The question that this raises for family lawyers—or one of the questions, rather, that it raises for us as family lawyers—is of where this leaves us in relation to law. Some of the themes that emerge in The Gender of Capital are familiar ones: we have seen in multiple different contexts, for example, the way in which heteronormative values and assumptions can shape arrangements and legal structures; and the fundamental gap that is discussed in the book—a gap between the theoretical form of a legal framework and its realization in practice—is one that comes through in other areas too. But in its focus on the processes and dynamics underpinning family arrangements, and in its attention to the histories and production of these arrangements, the book also raises further questions for family lawyers too: about the relationships that we choose to focus on in our work, about how we think about history in the context of family law, about the construction of stories about families in and through law, about what happens in the practice of legal professionals, and about, more subtly too, perceptions of family law. At one point, Bessière and Gollac refer to a lawyer they talked to as ‘one of the few lawyers, female or male, that we met who considered family law to be noble and technically complex’ (p125). It may well be that we would all, as readers of this journal, challenge the idea that family law is anything but ‘noble and technically complex’ (p125); and it may well be also that we have seen such characterizations of our subject (as not being ‘noble and technically complex’ [p125]) before. But what struck me seeing such a reference here again now was a sense of curiosity about this characterization, and then a question: what is the function of such portrayals of family law? What is the function of such perceptions of family law, particularly when they are held—as is the implication here—by actual practising family lawyers? What do such portrayals and perceptions enable and obstruct?
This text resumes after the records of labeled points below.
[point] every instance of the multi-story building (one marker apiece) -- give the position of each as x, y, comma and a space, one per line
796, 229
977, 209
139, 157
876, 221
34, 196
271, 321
Thinking along these lines led me to wonder whether there was perhaps another chapter underlying The Gender of Capital in this way: a chapter about the function of that view of family law, about why and for what purpose family law is perceived in such a way when the work of family lawyers so clearly indicates the complexity of the field. That would, I think, be a chapter for another day, but that these questions are raised at all is a measure of the depth and breadth of the book itself. It is, as you will no doubt see if you turn to it yourselves, so many things at once: a sociology of law, an examination of the practice of family law, a sociological engagement with the question of capital, a study of family finances and financial arrangements, and a contribution to feminist legal theory. But it is also, fundamentally, a study of power and power relations—a study of the construction and ordering of relations between women and men, a study of the forces underpinning the ordering of inequality.
Footnotes
My comments here build on what I said about the book at its launch at LSE on 29 September 2022 at an event hosted by the LSE International Inequalities Institute. (A recording of the event is available here: https://www-youtube-com-443.vpnm.ccmu.edu.cn/watch?v=i5_x1yX7DSM.)
See esp. Jill Elaine Hasday, Family Law Reimagined (2014, Harvard University Press), Ch 5.